The Sheridan WYO Rodeo board member compares the ERA rodeo to the Super Bowl of rodeos — it includes the top rodeo athletes, fast-paced action and wild rides.
Saturday, Sheridan residents and rodeo fans are expected to pack the arena to witness a stop on the ERA Rodeo tour. Sheridan is the smallest city on the tour to host the event, so how were the WYO Rodeo board members able to get the ERA rodeo to make a stop in Sheridan?
Craft said that the WYO Rodeo board’s mission is to promote the sport of rodeo in Sheridan and provide economic growth for the town. So when Craft had the opportunity to get in at the ground floor with the newly-formed ERA rodeo, the board leapt at the chance to bring them to Wyoming.
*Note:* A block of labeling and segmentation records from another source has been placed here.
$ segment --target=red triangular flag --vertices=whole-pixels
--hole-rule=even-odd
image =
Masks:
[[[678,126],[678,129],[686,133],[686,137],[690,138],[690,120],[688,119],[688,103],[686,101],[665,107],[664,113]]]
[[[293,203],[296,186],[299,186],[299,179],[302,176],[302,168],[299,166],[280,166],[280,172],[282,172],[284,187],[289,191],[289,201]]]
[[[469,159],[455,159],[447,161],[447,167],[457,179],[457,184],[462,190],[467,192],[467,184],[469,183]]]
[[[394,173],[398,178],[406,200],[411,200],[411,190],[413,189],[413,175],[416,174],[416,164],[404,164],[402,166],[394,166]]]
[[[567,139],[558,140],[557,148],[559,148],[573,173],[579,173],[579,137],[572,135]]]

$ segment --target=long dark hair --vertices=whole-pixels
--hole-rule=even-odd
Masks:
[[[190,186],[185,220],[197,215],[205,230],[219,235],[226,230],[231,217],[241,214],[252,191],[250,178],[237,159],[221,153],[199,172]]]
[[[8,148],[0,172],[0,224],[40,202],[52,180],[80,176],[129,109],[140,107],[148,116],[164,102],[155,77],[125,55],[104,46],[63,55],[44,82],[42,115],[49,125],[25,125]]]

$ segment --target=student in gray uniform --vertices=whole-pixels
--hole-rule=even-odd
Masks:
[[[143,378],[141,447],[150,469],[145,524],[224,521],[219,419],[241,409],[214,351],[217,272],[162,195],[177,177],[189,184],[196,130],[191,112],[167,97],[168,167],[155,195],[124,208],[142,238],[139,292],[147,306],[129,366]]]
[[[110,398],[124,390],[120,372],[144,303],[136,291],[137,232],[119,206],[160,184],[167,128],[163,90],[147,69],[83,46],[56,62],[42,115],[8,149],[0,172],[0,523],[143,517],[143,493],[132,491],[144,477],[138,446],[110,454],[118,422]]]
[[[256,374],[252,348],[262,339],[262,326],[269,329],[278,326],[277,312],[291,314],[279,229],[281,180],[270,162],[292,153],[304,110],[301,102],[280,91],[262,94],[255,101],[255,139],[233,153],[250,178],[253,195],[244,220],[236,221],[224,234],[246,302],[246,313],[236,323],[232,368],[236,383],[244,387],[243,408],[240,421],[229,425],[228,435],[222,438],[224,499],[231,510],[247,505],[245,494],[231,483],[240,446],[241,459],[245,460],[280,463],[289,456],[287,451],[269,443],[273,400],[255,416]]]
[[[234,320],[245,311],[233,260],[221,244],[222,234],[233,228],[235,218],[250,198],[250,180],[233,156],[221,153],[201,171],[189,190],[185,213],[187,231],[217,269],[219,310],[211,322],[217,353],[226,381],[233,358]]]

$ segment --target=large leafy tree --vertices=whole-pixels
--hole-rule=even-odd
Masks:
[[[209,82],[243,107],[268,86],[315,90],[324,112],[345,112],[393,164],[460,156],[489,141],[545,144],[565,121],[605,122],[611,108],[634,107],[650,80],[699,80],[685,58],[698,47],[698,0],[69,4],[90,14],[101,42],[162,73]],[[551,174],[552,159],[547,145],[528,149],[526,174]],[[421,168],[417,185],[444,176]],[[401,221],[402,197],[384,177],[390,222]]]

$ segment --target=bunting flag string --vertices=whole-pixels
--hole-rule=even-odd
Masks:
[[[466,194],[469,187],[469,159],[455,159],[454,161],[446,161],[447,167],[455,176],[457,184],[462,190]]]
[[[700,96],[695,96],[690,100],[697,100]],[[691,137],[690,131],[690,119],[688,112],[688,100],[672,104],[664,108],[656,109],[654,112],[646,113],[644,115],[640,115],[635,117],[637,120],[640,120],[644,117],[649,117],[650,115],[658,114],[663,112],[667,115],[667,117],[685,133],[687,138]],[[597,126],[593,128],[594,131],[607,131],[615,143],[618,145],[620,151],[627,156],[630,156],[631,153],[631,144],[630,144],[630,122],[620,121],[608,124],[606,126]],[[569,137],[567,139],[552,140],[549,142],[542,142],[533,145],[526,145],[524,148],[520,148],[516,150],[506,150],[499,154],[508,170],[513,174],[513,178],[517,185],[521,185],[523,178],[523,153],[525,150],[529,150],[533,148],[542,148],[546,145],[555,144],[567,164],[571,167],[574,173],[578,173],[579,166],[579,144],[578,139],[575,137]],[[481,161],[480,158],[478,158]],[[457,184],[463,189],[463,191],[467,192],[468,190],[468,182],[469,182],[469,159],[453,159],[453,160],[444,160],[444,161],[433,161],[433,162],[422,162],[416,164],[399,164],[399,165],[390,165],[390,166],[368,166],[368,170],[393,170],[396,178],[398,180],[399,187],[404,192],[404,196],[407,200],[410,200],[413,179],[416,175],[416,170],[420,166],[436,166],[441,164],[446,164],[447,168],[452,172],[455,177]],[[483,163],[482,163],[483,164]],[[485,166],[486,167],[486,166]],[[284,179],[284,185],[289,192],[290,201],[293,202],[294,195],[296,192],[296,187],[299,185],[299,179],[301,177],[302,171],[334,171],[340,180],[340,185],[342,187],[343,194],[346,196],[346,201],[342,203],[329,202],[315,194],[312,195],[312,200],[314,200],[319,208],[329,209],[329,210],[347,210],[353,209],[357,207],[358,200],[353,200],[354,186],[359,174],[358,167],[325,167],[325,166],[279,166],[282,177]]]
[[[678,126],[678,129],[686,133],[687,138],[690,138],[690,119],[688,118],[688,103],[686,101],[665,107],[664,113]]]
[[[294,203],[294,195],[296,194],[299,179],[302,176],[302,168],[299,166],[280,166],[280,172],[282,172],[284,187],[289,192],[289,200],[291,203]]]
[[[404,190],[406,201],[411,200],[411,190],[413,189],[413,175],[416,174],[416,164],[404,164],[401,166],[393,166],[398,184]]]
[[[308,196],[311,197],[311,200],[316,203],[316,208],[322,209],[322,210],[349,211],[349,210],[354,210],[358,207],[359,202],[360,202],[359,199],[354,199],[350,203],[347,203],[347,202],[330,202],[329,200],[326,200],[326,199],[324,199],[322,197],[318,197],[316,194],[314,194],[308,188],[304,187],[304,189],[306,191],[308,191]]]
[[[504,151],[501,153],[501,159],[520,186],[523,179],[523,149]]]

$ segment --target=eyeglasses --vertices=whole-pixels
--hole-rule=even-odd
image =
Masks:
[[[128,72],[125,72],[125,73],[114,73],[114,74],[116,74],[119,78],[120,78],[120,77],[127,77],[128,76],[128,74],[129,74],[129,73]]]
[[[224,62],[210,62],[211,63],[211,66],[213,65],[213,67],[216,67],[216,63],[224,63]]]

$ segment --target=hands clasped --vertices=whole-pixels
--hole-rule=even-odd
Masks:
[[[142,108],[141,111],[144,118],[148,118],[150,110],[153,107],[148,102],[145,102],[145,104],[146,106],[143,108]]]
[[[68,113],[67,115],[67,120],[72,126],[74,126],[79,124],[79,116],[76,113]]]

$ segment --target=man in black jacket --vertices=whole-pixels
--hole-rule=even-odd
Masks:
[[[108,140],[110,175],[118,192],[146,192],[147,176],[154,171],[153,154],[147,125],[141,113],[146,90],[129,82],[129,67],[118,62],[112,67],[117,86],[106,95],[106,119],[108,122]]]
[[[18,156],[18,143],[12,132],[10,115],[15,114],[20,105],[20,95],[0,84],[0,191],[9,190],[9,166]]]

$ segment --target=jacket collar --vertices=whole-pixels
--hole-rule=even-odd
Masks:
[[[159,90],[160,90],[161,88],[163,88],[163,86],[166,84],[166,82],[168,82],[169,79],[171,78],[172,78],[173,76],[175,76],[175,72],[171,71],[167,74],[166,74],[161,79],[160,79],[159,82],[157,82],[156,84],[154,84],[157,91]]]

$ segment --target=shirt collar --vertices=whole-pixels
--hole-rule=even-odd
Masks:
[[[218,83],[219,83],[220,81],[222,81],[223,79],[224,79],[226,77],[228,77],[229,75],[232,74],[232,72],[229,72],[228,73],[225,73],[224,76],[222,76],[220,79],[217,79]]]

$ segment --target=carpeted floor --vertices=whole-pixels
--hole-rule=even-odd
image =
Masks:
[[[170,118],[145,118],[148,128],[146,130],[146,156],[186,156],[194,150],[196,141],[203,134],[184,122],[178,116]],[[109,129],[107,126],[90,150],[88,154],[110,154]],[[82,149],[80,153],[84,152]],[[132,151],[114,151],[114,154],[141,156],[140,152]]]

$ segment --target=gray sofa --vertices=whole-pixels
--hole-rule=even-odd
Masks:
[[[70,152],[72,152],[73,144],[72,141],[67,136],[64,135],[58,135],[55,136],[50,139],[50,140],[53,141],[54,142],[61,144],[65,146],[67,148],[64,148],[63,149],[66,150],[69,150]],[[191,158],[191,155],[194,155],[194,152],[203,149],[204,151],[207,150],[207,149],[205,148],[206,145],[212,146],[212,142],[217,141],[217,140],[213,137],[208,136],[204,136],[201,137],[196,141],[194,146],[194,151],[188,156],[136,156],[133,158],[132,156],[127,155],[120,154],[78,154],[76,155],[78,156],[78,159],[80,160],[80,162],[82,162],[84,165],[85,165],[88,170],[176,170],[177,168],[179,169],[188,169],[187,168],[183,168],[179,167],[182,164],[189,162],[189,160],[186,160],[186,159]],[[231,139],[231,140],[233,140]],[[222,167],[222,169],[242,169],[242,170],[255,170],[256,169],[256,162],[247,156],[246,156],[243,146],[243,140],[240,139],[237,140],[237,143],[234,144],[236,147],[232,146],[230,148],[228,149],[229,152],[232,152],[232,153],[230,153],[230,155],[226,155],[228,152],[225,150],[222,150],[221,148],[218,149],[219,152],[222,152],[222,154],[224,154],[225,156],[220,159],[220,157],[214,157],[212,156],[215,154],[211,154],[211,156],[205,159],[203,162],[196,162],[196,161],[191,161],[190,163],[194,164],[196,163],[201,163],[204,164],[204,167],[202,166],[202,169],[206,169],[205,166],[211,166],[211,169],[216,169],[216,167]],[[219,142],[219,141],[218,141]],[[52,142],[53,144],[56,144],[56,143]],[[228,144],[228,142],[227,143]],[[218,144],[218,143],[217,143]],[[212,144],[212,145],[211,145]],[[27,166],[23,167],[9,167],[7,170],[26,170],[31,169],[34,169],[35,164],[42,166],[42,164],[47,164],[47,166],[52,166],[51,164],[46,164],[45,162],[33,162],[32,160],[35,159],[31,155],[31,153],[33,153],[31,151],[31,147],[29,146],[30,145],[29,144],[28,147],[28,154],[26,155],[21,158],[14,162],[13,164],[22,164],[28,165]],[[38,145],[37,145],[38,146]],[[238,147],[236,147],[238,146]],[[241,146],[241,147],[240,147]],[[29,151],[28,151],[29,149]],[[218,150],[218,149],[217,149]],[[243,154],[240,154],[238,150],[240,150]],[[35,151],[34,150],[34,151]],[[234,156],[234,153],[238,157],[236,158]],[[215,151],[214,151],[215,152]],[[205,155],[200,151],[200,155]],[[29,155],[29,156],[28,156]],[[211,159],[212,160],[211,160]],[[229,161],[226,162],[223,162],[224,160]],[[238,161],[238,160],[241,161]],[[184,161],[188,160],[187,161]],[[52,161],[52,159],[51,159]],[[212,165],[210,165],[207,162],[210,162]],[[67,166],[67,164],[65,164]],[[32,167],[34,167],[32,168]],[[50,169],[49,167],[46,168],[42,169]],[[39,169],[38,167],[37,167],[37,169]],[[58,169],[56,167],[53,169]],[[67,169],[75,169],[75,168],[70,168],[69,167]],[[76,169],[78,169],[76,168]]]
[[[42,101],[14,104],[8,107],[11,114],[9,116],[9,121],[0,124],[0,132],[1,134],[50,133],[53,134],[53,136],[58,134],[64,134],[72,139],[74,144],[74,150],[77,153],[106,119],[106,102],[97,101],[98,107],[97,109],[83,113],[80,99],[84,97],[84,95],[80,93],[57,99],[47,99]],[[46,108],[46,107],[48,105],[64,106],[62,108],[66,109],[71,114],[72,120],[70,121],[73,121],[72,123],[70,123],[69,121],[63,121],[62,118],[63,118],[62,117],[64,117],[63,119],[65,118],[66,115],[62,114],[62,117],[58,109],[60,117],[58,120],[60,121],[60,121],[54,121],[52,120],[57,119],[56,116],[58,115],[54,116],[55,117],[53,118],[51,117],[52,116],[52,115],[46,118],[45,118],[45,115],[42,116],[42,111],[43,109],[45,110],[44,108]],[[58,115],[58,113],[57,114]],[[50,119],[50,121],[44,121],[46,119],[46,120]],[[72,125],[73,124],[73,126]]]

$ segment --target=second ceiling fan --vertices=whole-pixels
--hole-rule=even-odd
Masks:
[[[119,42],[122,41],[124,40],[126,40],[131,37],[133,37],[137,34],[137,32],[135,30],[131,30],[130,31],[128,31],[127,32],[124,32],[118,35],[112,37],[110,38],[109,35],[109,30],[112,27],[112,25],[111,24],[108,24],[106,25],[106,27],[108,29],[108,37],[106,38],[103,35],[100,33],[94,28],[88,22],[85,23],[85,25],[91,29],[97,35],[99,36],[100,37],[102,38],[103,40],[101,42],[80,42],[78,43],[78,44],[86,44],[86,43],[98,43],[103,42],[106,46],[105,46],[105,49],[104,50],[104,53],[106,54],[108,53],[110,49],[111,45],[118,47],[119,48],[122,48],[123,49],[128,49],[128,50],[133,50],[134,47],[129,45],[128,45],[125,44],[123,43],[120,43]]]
“As soon as we sat down with these people, it just fit like an old sock,” Craft said. “We thought this was a perfect marriage for both us and them.”
In January, the board brought one of the directors from the ERA Rodeo to Sheridan to view the facilities at the Sheridan County Fairgrounds. WYO Rodeo board president Nick Siddle said that as soon as the ERA representative set foot in Sheridan, they were eager to schedule a stop on the tour.
Sheridan is the only outside venue in this year’s eight-city tour.
“The cowboys really like our arena, they really like the way we are set up,” Siddle said. “They just really like coming to the Sheridan area.”
“When we saw we could couple it with Don King Days, we wanted to bring them in even more,” Craft said.
From the board’s standpoint, the ERA Rodeo brings a new type of rodeo to its local audiences.
After seeing the ERA Rodeo in action in Salt Lake City, Utah, Craft said he is excited for the performance coming to Sheridan.
He said that the ERA will look different than the Sheridan WYO Rodeo in that it is at a much faster pace with almost no lulls in between events and that it includes only the top athletes in their respective events.
“When we first saw a performance of this rodeo, we were just blown away,” Craft said. “It’s wild and so fast, it’s really just a neat rodeo to watch.”
The board has a much different role when it comes to this rodeo. They still are actively involved in putting on the show, but the ERA is more involved from the management perspective and responsible for providing the roughstock.
As of Tuesday, 2,500 tickets have been sold for Saturday’s show, but Siddle expects more to head to the rodeo. He said many spectator will likely show up the day of, following the pattern of the WYO Rodeo this year.
The ERA Rodeo will kick off at 4 p.m. Saturday, Sept. 3, at the Sheridan County Fairgrounds.
A meet and greet with the rodeo athletes will take place at 2:30 p.m., prior to the rodeo.